(株)遠藤照明(遠藤良三社長)は、「照明空間マネジメントシステム」という新たな考え方の「無線コントロールシステムSmart LEDZ」を9月より順次全国で販売開始、設計士・建築士・施工会社などを通じて、百貨店、SC、スーパー、商業施設、アミューズメント施設、オフィスビル、工場、学校、病院等々、あらゆる業態において展開を図る。

従来の調光システムが単純な制御にとどまったのに対し、この「無線コントロールシステムSmart LEDZ」は、各業態に応じた光環境の最適化と省エネ・電気代削減を両立するもの。同システムは、LED照明器具やLED光源にワイヤレスモジュール(双方向無線信号モジュール)を一体化することで、従来の有線信号方式の調光システムでは不可能だった、LED照明器具1台ずつ、ランプ1本ずつの個別制御を実現。またこれまでは、設計段階で調光区分(グルーピング)を設定することが必要で、施工後の変更には工事を要したが、施工後も自由自在にグルーピング設定可能で、ワイヤレス制御であるため信号工事が不要であり、既存空間においても、ローコスト・短期間での導入が可能である。
省エネ効果については、同社が誇る世界No.1レベルの高効率直管形LEDランプ「LEDZ TUBE 160lm/W」シリーズと組み合わせることで、合計82%の節電が可能であるという。
操作面では、専用のタッチパネル式タブレットやスマートフォンなどのモバイル機器を活用、最大で200台のLED照明器具を一括個別制御できる。

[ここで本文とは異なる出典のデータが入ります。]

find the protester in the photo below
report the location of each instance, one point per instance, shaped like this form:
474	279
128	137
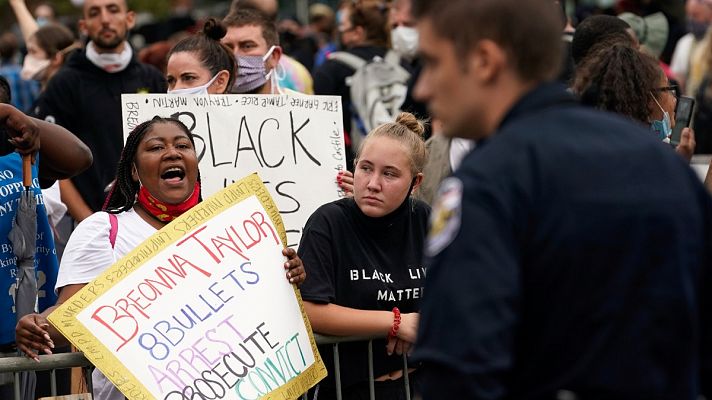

今後同社では、9月に「無線コントロールシステムSmart LEDZ」の基本システムを発売し、10月にスマートフォン操作を追加発売。さらに、2013年冬のうちに、ピーク時の電力カットを行うデマンド制御との連動(見える化)を、2014年春にはオフィスビルの中央監視制御システムを追加で発売していく計画。同社は2009年にLED事業に参入し、現在業界3位のシェアを獲得しているが、今後は「Smart LEDZ」を主軸とし、新たな成長ステージに向け邁進していくとしており、今年度は連結で480億円、単体で441億円の売上高を目標としている。